At the centre of Kokugikan is dohyo (the sumo ring) (pictured below). It distinguishes Japanese sumo from other countries’. The sumo ring used to be square in Japan, but it became as it is in the Edo era because one prominent family established itself as a leader in sumo, whose ring was round. One way to win the game is to get an opponent out of the ring. So Japanese rikishis push each other, which is a peculiar way of playing. Japanese fans become excited when one rikishi pushes back hard against the other on the brink of defeat.
There are many ambitious foreign rikishis today from places such as Mongol and Eastern Europe. But, in the opposite to the rise of foreign rikishis, Japanese ones don’t become Yokozuna (champion) for a long time. The disappearance of local heroes resulted in the decrease of local sumo fans.
But that does not mean the loss of local culture.
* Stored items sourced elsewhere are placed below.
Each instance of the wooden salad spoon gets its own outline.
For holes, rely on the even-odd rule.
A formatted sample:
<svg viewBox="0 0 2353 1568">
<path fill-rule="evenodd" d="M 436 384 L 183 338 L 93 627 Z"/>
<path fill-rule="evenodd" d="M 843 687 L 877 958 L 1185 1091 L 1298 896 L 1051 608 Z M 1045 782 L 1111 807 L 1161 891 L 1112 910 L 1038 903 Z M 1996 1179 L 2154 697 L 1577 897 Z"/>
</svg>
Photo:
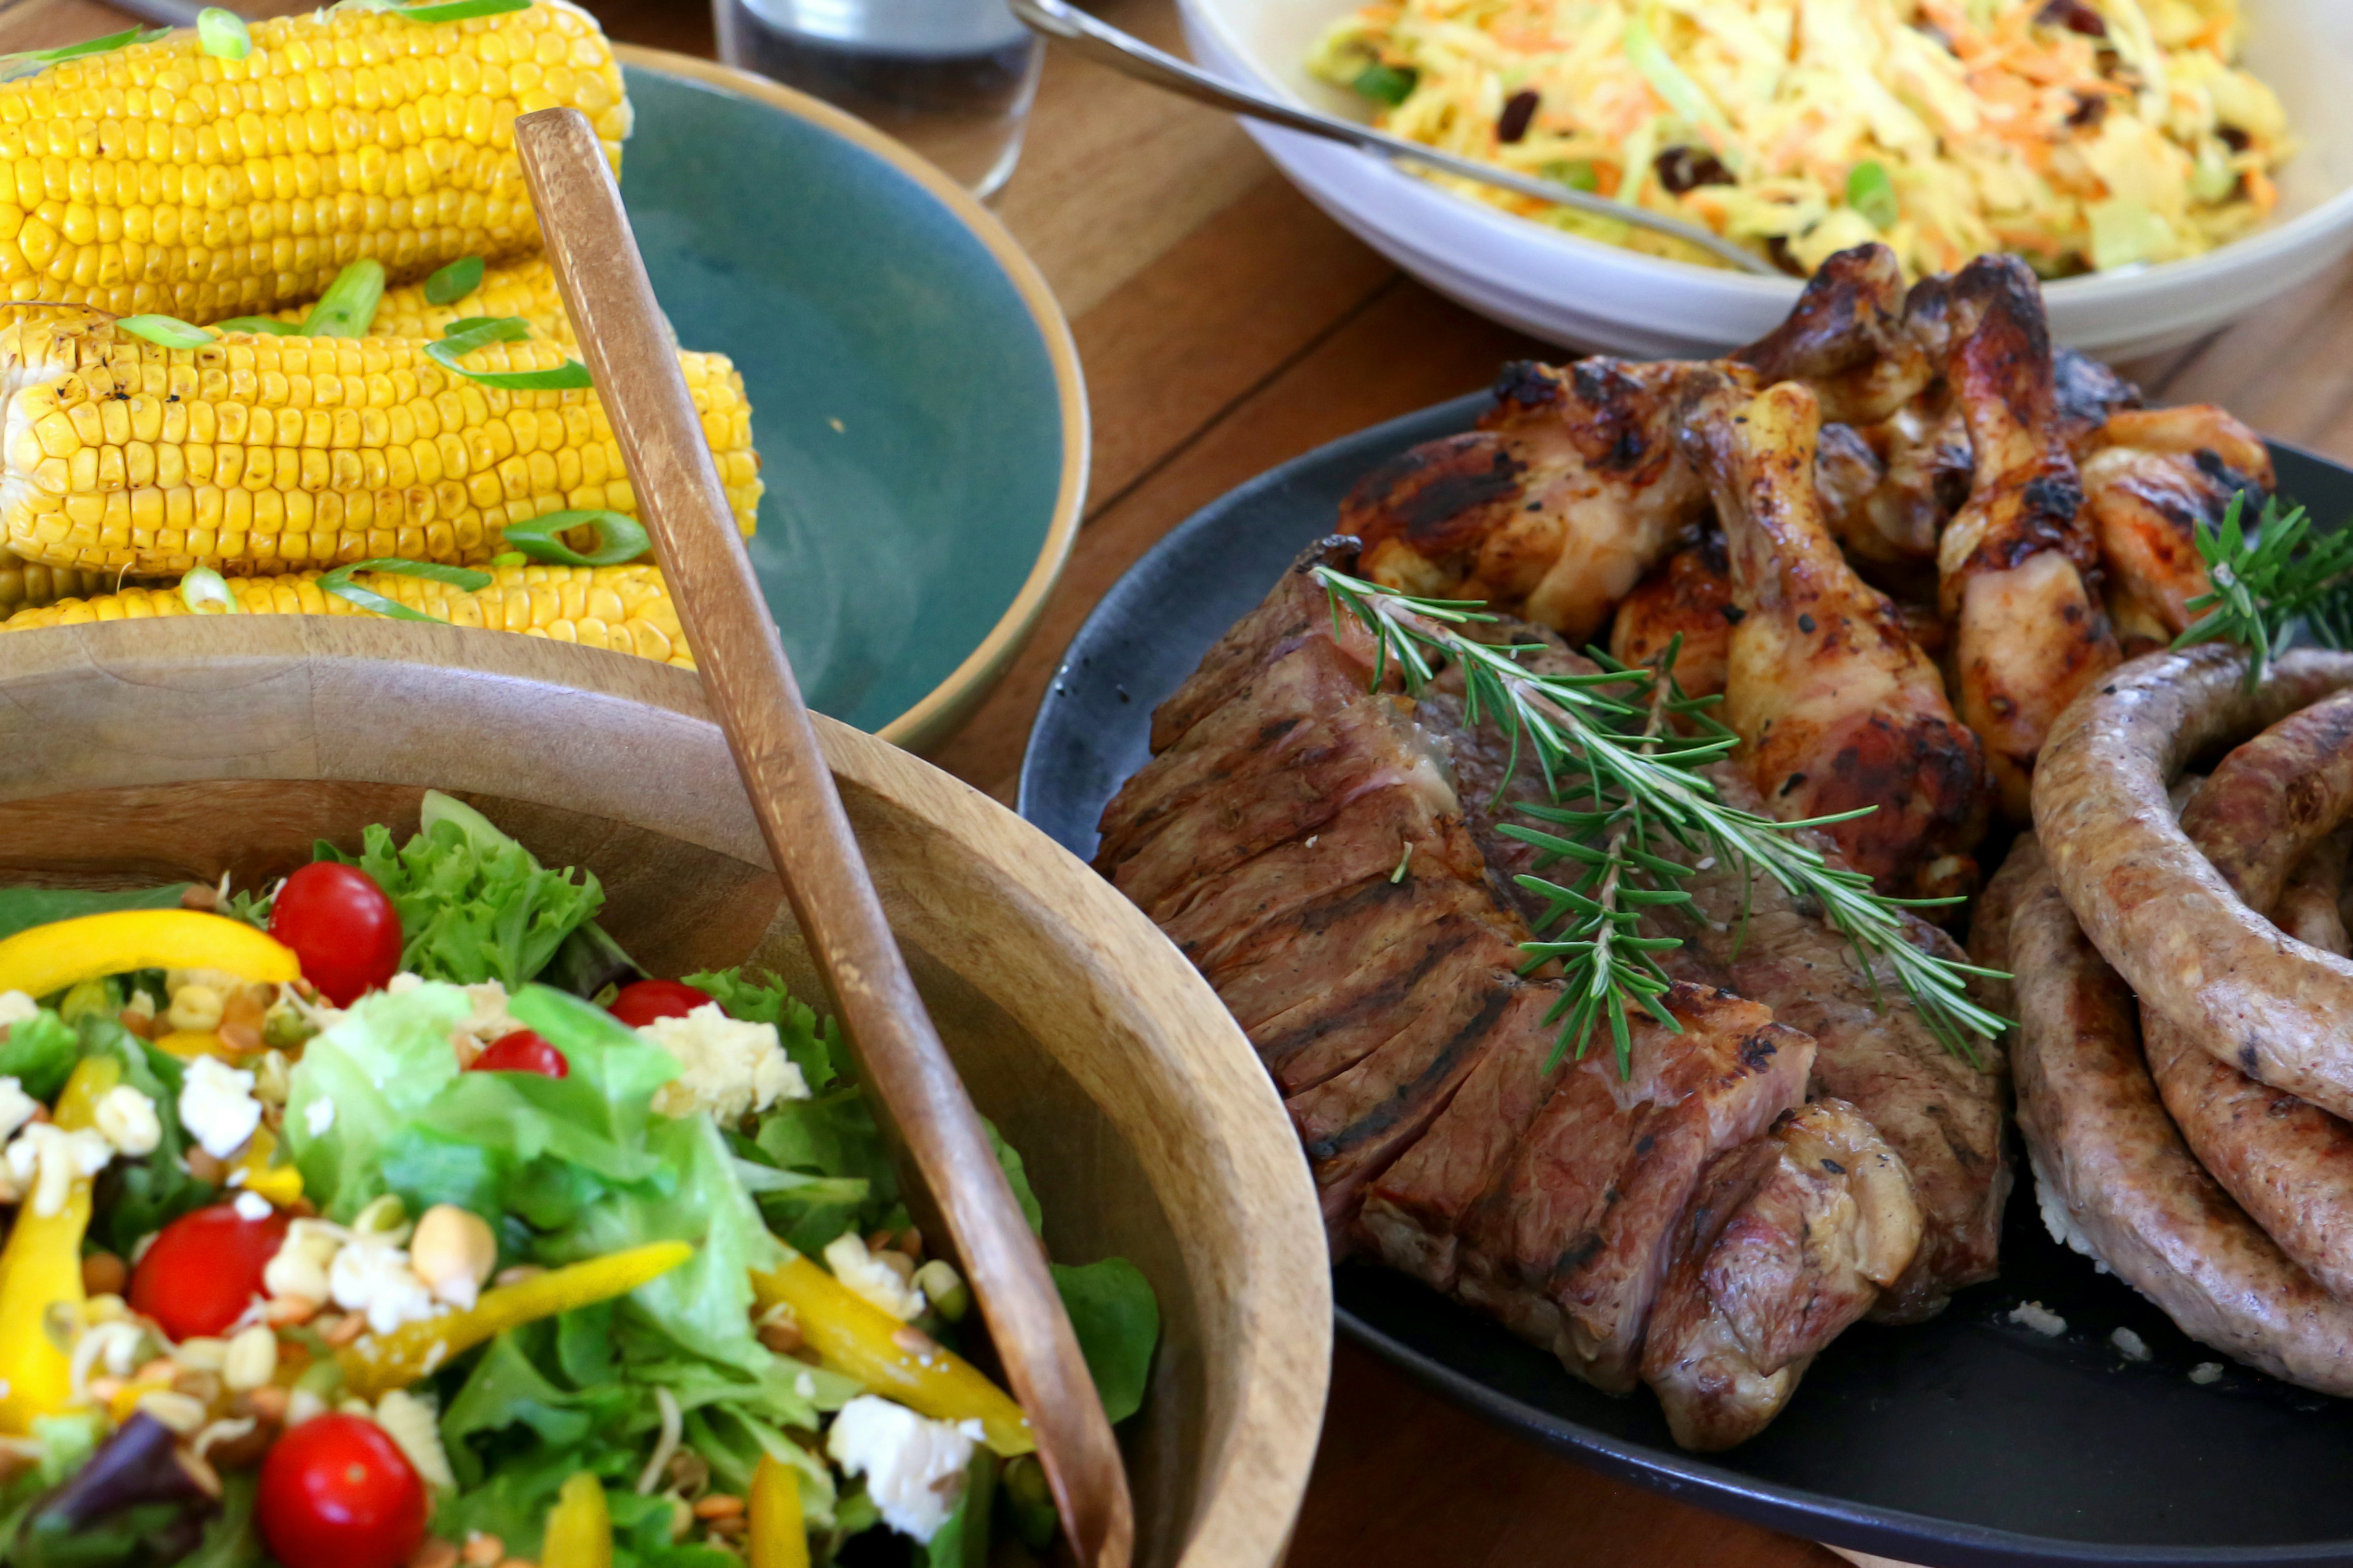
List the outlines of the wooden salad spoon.
<svg viewBox="0 0 2353 1568">
<path fill-rule="evenodd" d="M 1078 1561 L 1126 1568 L 1135 1515 L 1111 1423 L 1045 1250 L 883 919 L 703 443 L 612 169 L 576 110 L 522 115 L 514 135 L 640 520 L 794 918 L 867 1085 L 947 1222 Z"/>
</svg>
Politeness is important. On the ring riskishis greet in a unique way to show respects to each other before the game, which is like a ritual. Unlike modern sports, sumo is about self-development rather than results. To grow their minds, rikishis need others. In other words, it is spiritual. Even when one rikishi wins, he is not supposed to show his feelings because it is disrespectful to the other. Kakuryu, who won the tournament, is a Mongolian, but he showed that he understood this code of moral conduct.
If rikishis are polite and respectful to sumo, Japanese fans don’t care where they are from. This is striking as racism is still a problem in European football: there is no violence in Kokugikan; nor is racial abuse either; fans say their favourite rikishis’ names loudly during the game; and some of them enjoy talking with foreign tourists. Along with men, there are many women and children, too (Although there is still a nasty sexual discrimination in sumo because of religious matters, women are historically important in developing the game).
It seems that sumo grows Japanese identity among fans. Seeing it makes them feel who they are. After seeing an exciting match, a local man said, “after all, I knew I like sumo”. Welcome to Japan.